Yusha (يوشع Yūshaʾ) or Yushān is a masculine given name, the Arabic form of Joshua which is of Hebrew origin, meaning "God is salvation".

==Prophet Yusha==
Although Yūshaʾ is not mentioned by name in the Quran, there are references made to him in two places.

قَالَ رَجُلَانِ مِنَ الَّذِينَ يَخَافُونَ أَنْعَمَ اللّهُ عَلَيْهِمَا

Two men of those who feared (God and) on whom God had bestowed His grace said...,

When the Children of Israel declined to obey God and follow His Messenger Musa, two righteous men among them, on whom God had bestowed a great bounty and who were afraid of God and His punishment, encouraged them to go forward.
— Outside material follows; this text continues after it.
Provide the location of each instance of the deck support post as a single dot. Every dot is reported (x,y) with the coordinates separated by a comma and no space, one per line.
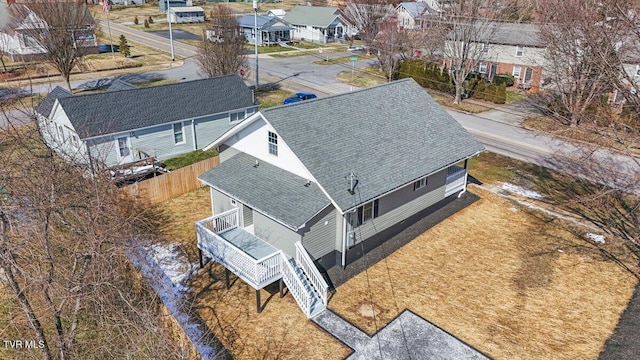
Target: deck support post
(258,307)
(281,284)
It was also said that the Ayah reads in a way that means that these men were respected and honored by their people. Ibn Abbas, Mujahid, Ikrimah, Atiyah, As-Suddi, Ar-Rabi` bin Anas and several other Salaf and latter scholars stated that;

These two men were Yusha`, the son of Nun, and Kalib, the son of Yufna.

These two men said to their people,

ادْخُلُواْ عَلَيْهِمُ الْبَابَ فَإِذَا دَخَلْتُمُوهُ فَإِنَّكُمْ غَالِبُونَ وَعَلَى اللّهِ فَتَوَكَّلُواْ إِن كُنتُم مُّوْمِنِينَ

"Surprise them through the gate, for when you are in, victory will be yours. And put your trust in God if you are believers indeed."

Therefore, they said, if you rely on and trust in God, follow His command and obey His Messenger, then God will give you victory over your enemies and will give you triumph and dominance over them. Thus, you will conquer the city that God has promised you.